Just two months ago, I wrote a blog in response to a string of shootings across the country. I mentioned how these shootings are hitting closer to home.
But none have hit as close as Tuesday’s shooting in Charlotte, just half an hour away from me. It was a mile from UNC Charlotte where I went to college, half a mile from my old apartment and one neighborhood over from where I used to babysit. Close.
It’s the latest story adding fuel to the fire of deep-seated emotion, stemming from a history of racially charged clashes between police and civilians. Anger, grief, distress, a tiring fight for justice all come to a head, exploding in chaos.
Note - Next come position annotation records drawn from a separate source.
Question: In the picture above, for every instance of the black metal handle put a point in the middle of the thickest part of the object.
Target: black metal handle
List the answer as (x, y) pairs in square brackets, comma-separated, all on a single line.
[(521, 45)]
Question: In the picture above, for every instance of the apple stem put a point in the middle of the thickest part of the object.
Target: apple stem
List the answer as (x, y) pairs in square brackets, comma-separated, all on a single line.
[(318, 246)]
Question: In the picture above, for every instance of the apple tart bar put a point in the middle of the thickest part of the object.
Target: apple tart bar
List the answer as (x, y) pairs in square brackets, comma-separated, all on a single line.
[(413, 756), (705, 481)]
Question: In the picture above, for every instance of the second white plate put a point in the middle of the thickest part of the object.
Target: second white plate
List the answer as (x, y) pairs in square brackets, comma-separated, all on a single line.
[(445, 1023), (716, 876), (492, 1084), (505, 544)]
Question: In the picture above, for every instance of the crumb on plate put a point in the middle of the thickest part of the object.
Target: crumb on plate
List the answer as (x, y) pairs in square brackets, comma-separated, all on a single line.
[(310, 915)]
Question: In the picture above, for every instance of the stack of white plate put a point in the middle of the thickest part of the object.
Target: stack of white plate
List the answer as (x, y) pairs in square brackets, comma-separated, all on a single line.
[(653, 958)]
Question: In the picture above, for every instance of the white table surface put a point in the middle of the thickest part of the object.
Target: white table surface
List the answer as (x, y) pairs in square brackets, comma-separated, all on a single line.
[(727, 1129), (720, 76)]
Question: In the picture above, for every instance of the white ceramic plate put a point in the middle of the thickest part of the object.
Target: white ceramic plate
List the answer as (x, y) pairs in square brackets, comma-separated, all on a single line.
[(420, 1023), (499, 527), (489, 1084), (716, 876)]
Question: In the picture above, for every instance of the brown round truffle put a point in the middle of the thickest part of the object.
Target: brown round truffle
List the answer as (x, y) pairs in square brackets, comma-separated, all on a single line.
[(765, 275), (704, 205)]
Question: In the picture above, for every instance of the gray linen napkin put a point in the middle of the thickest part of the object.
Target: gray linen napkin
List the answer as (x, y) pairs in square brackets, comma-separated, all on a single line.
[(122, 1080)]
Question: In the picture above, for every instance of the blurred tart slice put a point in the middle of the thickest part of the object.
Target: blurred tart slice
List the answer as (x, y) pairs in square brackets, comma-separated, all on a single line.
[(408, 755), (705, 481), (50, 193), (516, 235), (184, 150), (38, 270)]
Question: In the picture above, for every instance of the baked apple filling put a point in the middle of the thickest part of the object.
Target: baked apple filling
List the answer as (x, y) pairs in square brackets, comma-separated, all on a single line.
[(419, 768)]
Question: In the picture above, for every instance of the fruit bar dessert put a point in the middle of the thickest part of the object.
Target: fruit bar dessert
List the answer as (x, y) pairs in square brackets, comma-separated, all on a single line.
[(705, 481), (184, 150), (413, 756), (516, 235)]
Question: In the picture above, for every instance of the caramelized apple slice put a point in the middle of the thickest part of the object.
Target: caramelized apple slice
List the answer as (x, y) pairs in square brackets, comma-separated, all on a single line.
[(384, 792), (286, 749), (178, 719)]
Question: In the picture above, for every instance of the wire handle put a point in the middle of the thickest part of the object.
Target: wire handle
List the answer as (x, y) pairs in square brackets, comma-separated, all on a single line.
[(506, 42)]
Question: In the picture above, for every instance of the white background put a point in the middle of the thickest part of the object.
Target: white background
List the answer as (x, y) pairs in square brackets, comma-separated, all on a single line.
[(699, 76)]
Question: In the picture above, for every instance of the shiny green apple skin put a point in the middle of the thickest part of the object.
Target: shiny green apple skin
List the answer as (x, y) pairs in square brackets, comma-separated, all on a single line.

As I browsed through pictures of protesters and police officers who flooded a main road shortly after the afternoon shooting, I couldn’t help but think about all the times I drove down that exact road on my way home. Like thousands of others, I’ve also driven tons of times on the same section of I-85 that was filled with adrenaline as protesters and police with shielded helmets held up traffic for miles. I still have friends who live in that area.
After more protests last night, I thought about the many times I’ve walked the same sidewalks in uptown overflowing with shouts, busted windows and tear gas, and the time my dad stayed in the same hotel caught in the thick of violence. The protests had been so peaceful hours earlier.
The danger of watching events like this unravel on TV, the radio or online is the distance. All these shootings may start to blend together and seem to follow the same script: man dies, people outraged, tension between police and civilians.
What makes the Keith Scott shooting different for me is the proximity. For months, I’ve watched similar scenes unfold in other cities, but now it’s in my own community. I knew we weren’t immune, but it’s still surreal.
It’s strange seeing pictures of Charlotte-Mecklenburg police cars with smashed bumpers and broken windshields as protesters stand on top of them. It’s crazy seeing video of our officers in riot gear, holding back what could be their own neighbors in a time of emotional turmoil.
It’s not that I didn’t care about the number of shootings before this one, or that I didn’t comb the news for more details when this happened before, but now I care even more. Now it’s not fading into the background as quickly as it would if it happened elsewhere. Now I feel more sad about a community being divided. Now I feel more aware and more responsible for what’s going on around me.
So what happens when something you’ve experienced only from a distance actually hits home?
Personally, I wonder what I can do to help alleviate the tension, to understand the two (or three or four) sides better, to be part of a solution. But what exactly does that look like?
For me, it’s trying to show compassion when discussing anything regarding race or policing. It’s listening to people who see things differently, and letting it sink in. It’s fighting the temptation to draw my own conclusions to a story five minutes after it happens. It’s owning the issue and realizing that even if I’m not directly involved, things like this still affect me and where I live.
Most of all, it’s remembering we’re all God-designed with inherent worth and loved beyond measure, no matter what our race, occupation or background may be. That alone is a good place to start, and a good thing to share with others who may not know it.
What about you? How can you help prevent this kind of tension where you live? What can you do to unify your community now—before another victim’s face, another officer’s name, becomes the new story?